A manera de resumen, México enfrenta un escenario negativo en la recuperación socio económica y la mitigación y adaptación al cambio climático. Las razones obedecen a una larga lista de limitantes principalmente generado por el gobierno nacional. México concentra el poder generando un descontento social y desconfianza. Un representante del sector privado que participó en la investigación manifestó “yo veo al menos con mi experiencia, con mi negocio, una disparidad entre lo que necesitamos y las propuestas del gobierno”. El país depende económicamente de sectores altamente contaminantes que busca beneficiar a unos cuantos “todas las políticas públicas que existen van completamente en contra de las energías renovables, siguen fomentando combustibles fósiles”, así lo señaló un representante de la sociedad. Representa un gobierno populista, pero con una democracia frágil postergando la recuperación económica con impacto negativo en la pobreza. La inversión en programas y acciones por la acción climática es insuficiente generando riesgos latentes por los efectos de las temperaturas extremas. La estructura del país refleja corrupción y pobreza, dos componentes históricos en el diario vivir de México, aunque un común denominador en la región de Latinoamérica.
Sin embargo, es posible identificar dos oportunidades para el país. Primero, la transformación tecnológica como un movimiento transversal en todos los sectores de la sociedad y como un motor para la transformación del país en su camino a la recuperación económica-social. Segundo, la posibilidad de generar una política de financiamiento para las actividades de recuperación principalmente en el aspecto ambiental con la intención también de disminuir el impacto de la carga fiscal para las empresas que es muy pesada en nuestro país.
Para lograr lo anterior, se considera como acción principal la creación e implementación de incentivos sobre todos fiscales para detonar la innovación tecnológica y la protección al medio ambiente “sería más fácil si existieran incentivos”, y “el gobierno tendría que incentivar ya sea con políticas fiscales, con incentivos fiscales como en otros países, en las empresas” fueron dos de los señalamientos más recurrentes en los participantes del sector empresarial y academia. Para lo anterior, se requiere la implementación de políticas públicas, las alianzas públicas-privadas y la inversión extranjera. No solo a través del gobierno sino también de la iniciativa privada.
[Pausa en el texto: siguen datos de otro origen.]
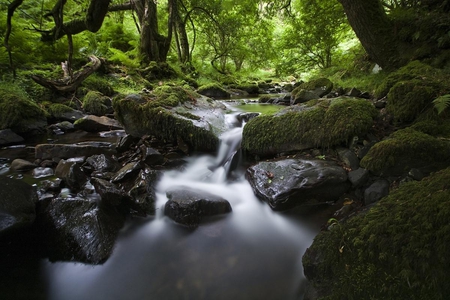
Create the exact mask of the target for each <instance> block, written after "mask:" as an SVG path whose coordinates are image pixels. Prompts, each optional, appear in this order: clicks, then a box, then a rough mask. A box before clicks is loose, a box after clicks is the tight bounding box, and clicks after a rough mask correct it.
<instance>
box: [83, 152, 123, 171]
mask: <svg viewBox="0 0 450 300" xmlns="http://www.w3.org/2000/svg"><path fill="white" fill-rule="evenodd" d="M86 162H87V163H88V164H89V165H90V166H91V167H92V168H94V170H95V171H97V172H115V171H117V170H118V169H119V165H118V163H117V161H115V160H114V159H112V158H111V157H110V156H106V155H105V154H98V155H92V156H89V157H88V158H87V159H86Z"/></svg>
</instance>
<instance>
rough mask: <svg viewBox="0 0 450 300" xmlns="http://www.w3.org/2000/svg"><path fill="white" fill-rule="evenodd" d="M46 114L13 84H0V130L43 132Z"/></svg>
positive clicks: (20, 89)
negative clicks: (6, 129)
mask: <svg viewBox="0 0 450 300" xmlns="http://www.w3.org/2000/svg"><path fill="white" fill-rule="evenodd" d="M46 125H47V119H46V114H45V111H44V110H43V109H41V108H40V107H39V106H38V105H37V104H36V103H35V102H33V101H32V100H30V99H29V98H28V96H27V94H26V93H25V92H24V91H23V90H21V89H20V88H19V87H17V86H15V85H14V84H6V83H5V84H0V130H1V129H6V128H10V129H11V130H13V131H14V132H16V133H36V132H43V131H45V126H46Z"/></svg>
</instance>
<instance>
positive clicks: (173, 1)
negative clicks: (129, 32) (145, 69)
mask: <svg viewBox="0 0 450 300" xmlns="http://www.w3.org/2000/svg"><path fill="white" fill-rule="evenodd" d="M174 1H176V0H170V1H168V7H169V27H168V35H167V37H166V36H163V35H161V34H160V33H159V29H158V10H157V4H156V3H155V2H154V1H153V0H138V1H134V4H135V9H136V12H137V15H138V18H139V22H140V25H141V36H140V43H139V53H140V55H141V63H142V64H143V65H146V64H148V63H150V62H151V61H156V62H165V61H166V59H167V53H168V52H169V49H170V41H171V39H172V23H173V12H172V7H173V3H174Z"/></svg>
Ante este escenario negativo, se establece como una meta específica para el 2030, el Objetivo de Desarrollo Sostenible (ODS) 7 Energía asequible y no contaminante (recordemos que la pobreza energética es real todavía en América Latina) y la creación de alianzas entre los distintos sectores del país, donde el alcance local se identifica como uno de los temas pendientes en la agenda nacional. Si bien, el actor principal sigue siendo el gobierno nacional, en este escenario la sociedad civil debe tomar un rol más participativo e incluyente.
Los retos son grandes y los riesgos también, principalmente los efectos de la temperatura extrema y el calentamiento global que seguirá afectando a todos por igual. En resumen, el escenario es negativo, con muchas limitantes y riesgos latentes principalmente para el medio ambiente. El motor de cambio se centra en la transformación tecnológica e incentivos fiscales. Sin embargo, las acciones y estrategias tomadas no impactan positivamente en la recuperación de los negocios ni de la sociedad por el momento. De acuerdo con la percepción multi-actor de este estudio, el gobierno nacional se mantiene como el actor responsable para el 2050. ¿Cómo visualiza usted la recuperación post Covid? ¿Extrema o moderada?
Dicen que la esperanza es lo último que se pierde. Seré optimista pero realista.
La autora es Directora de la Licenciatura en Negocios Globales y Profesora titular de la Escuela de Negocios de la UDEM. Pertenece al Sistema Nacional de Investigadores (SNI) del CONACYT.